Holiday was safe on the river

July 06, 1998|By KERRY LYNN FRALEY

HARPERS FERRY, W.Va. - Kayaking on the Shenandoah and Potomac rivers around Harpers Ferry on Sunday, pals Mike Moore and Carolyn Dick found lots of company in the unseasonably low water.

"There were tons - rafters, tubers, kayakers," said Moore, 31, of Hagerstown, who met Dick, 35, of Washington, D.C., on an earlier outing in the same area.

--cont from news--

Both trained in river rescue, they said they were glad to see most fellow boaters donning life jackets.

Even when the water is very low, it still holds the potential for danger, said Dick, who said she and Moore carried a range of safety gear in addition to their required life jackets and helmets.

Luckily, they said, they had no occasion to use their rescue equipment and expertise.

While rainy weather cut the number of boaters taking to the water during parts of the Fourth of July weekend, the Potomac and Shenandoah rivers were still teeming with motorcraft, keeping authorities busy checking on their safety.


No boating accidents were reported in local waters over the weekend, according to law enforcement officers and emergency services dispatchers.

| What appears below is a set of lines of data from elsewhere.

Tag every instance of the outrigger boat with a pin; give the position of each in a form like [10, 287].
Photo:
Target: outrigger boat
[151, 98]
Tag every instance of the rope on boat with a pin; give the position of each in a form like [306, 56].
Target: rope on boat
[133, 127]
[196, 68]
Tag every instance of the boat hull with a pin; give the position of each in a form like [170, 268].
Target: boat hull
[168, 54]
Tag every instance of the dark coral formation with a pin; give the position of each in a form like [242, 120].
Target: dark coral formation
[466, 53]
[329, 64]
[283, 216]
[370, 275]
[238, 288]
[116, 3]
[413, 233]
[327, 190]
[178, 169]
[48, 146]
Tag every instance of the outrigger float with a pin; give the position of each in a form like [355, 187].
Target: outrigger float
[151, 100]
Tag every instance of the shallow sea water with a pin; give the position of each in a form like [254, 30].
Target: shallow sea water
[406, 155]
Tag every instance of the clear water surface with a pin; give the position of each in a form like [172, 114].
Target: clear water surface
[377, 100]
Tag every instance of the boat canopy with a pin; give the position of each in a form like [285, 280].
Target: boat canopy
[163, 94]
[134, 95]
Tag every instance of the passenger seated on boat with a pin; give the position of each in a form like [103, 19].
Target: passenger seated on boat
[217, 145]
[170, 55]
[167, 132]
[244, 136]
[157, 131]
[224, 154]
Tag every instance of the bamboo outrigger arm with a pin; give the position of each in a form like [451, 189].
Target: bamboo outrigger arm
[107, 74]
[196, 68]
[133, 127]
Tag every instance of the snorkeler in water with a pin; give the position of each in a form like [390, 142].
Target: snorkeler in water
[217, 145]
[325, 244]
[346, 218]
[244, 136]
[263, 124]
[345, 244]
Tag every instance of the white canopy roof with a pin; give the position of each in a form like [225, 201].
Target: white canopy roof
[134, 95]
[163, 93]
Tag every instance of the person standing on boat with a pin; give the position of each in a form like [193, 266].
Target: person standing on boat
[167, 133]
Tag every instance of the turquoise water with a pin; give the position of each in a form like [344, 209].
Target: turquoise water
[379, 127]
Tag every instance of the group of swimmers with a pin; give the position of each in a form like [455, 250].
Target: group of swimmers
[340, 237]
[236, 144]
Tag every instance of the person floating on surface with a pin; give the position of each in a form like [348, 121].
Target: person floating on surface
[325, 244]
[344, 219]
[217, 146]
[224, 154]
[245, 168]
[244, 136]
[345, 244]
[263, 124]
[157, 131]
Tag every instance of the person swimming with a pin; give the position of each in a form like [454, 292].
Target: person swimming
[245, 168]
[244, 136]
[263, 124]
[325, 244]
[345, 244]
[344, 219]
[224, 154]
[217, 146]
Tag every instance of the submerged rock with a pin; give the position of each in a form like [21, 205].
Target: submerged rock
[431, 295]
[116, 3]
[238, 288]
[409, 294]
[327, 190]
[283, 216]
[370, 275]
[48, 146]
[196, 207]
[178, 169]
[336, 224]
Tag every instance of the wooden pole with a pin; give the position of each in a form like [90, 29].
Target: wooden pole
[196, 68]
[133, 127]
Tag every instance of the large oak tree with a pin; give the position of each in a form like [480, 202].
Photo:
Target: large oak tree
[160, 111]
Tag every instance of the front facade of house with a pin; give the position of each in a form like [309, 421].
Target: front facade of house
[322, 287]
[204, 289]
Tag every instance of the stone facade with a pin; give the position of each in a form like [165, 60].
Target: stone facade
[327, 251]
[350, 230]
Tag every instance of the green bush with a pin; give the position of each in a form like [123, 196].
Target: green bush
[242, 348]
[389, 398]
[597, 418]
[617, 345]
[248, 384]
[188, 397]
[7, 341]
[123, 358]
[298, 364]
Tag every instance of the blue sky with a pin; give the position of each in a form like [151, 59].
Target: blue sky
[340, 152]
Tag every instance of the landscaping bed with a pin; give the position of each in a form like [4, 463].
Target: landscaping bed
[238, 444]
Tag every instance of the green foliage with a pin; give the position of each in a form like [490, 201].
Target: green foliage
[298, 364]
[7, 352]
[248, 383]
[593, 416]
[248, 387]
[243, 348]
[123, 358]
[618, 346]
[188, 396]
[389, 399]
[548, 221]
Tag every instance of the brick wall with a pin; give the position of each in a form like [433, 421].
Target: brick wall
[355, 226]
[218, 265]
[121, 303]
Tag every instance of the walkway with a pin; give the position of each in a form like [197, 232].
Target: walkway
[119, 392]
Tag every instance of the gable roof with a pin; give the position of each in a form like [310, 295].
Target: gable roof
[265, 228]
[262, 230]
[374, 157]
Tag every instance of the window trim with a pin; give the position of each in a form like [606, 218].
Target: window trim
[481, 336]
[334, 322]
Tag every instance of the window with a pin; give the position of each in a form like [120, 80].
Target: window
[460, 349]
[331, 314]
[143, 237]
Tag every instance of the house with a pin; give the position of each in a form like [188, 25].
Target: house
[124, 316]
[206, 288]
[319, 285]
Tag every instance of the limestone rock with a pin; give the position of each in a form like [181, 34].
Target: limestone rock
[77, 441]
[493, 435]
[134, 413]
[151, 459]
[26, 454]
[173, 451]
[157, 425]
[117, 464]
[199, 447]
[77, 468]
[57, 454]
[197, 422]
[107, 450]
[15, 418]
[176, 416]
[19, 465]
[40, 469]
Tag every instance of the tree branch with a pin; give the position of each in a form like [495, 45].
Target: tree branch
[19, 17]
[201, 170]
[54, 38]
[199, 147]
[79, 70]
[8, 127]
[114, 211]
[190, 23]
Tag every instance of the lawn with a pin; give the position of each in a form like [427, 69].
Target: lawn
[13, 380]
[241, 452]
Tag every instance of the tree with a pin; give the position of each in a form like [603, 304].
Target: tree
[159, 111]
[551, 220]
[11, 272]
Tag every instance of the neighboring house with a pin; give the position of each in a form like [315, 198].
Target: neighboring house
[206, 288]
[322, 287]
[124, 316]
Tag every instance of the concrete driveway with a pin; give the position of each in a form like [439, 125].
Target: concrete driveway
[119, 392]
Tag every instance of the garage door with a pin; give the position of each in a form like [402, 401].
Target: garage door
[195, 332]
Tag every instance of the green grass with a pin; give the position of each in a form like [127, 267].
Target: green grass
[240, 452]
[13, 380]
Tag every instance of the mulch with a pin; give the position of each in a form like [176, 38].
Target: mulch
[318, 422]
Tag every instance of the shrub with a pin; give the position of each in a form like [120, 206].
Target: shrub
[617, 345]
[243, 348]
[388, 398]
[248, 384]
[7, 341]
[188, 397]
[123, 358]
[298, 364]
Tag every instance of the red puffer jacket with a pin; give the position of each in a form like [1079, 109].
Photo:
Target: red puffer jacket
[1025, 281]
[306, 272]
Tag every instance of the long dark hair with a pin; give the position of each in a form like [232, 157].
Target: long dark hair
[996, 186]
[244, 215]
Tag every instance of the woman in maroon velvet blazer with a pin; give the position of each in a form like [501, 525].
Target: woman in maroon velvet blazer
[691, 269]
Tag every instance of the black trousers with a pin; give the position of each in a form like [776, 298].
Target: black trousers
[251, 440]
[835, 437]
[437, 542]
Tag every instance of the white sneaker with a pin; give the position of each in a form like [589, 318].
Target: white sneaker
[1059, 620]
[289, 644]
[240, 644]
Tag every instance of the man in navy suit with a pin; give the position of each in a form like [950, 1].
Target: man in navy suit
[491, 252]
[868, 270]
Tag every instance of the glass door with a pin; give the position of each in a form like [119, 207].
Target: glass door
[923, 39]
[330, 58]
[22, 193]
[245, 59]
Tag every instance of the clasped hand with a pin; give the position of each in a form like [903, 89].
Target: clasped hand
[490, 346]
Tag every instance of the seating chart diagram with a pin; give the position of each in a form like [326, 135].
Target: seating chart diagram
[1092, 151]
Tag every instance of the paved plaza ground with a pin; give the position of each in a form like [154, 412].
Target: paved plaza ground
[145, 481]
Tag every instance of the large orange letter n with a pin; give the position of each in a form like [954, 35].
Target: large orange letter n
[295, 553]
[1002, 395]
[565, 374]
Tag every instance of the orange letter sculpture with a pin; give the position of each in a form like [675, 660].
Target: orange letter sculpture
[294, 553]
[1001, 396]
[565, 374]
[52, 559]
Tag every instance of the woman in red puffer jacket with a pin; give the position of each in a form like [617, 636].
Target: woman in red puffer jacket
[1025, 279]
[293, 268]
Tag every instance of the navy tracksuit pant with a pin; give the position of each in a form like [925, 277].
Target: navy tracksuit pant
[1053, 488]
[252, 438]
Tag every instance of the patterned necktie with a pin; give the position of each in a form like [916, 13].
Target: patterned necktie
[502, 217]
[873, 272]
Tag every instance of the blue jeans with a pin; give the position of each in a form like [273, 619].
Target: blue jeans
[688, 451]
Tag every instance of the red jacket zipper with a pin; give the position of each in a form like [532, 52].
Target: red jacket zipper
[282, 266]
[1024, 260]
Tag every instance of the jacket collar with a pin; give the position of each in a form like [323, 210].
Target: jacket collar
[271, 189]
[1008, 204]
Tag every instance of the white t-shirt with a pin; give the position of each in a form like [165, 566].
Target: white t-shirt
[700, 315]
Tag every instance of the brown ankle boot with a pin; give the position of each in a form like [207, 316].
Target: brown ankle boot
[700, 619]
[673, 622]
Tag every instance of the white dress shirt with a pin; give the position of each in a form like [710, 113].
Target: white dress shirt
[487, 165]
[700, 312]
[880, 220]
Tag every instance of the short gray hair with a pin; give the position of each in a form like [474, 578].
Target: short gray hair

Though they have no jurisdiction on the rivers, park rangers patroled the riverbanks at Harpers Ferry National Historical Park and kept a watchful eye for boating regulation violators, according to a park ranger with the National Park Service there.

"Fortunately, we haven't had any difficulties this year," said the ranger, who said the number of "educational contacts" rangers needed to make with boaters violating various park and state regulations was also down for a holiday weekend.

The rainy weather helped by the keeping volume of boaters below the swell, she said.

Still, rangers saw a lot of boaters with alcohol, a no-no when it comes to safe boating and a potential violation of the law if it's consumed by the boat's driver, the ranger said.

Boating-related fatalities now rank second to car crashes in transportation-related deaths in the United States, according to the West Virginia Division of Natural Resources.

In 1997, four people were killed and 22 were injured in boating accidents in West Virginia, according to the agency's statistics.

Drinking and boating kills more people during the Fourth of July weekend than during any other weekend of the year, according to Sgt. Tim Coleman of the agency's Law Enforcement Section.

The movement of the water makes it more difficult to control a boat than a car, which makes it even more dangerous to operate a boat under the influence of alcohol, said Maryland Department of Natural Resources spokeswoman Patty Manown Mash.

"Even a beer slows down your reaction times," said Manown, who said the DNR has been pushing sobriety for boat operators in its safety campaign.

Fourth of July weekend is one of the busiest times for DNR officers, who were out in force patroling the Potomac River over the weekend, Mash said.

The river is especially vulnerable to mishaps in Washington and Frederick counties in Maryland because it is narrow and used for multiple purposes, including leisure pontoon boat cruising, waterskiing and personal watercrafting, she said.

Mash said she wasn't aware of any accidents on that leg of the Potomac over the holiday weekend.

"We're certainly grateful for people using their heads," she said.

Greencastle, Pa., residents Amanda Reed and Jerry Randell said they try to be careful when they go out boating.

They always wear their life jackets and never drink alcohol, said Reed, 28, who said she followed another boating safety rule and told family members where they were going and when they should be back.

Canoeing on the Potomac near Bottom Park in Williamsport, Sunday morning, Reed said they didn't find the water crowded like it was around Harpers Ferry.

Unfortunately, they didn't find many fish either, said Randell, 36.

"They went away for the holiday, I guess," Reed said.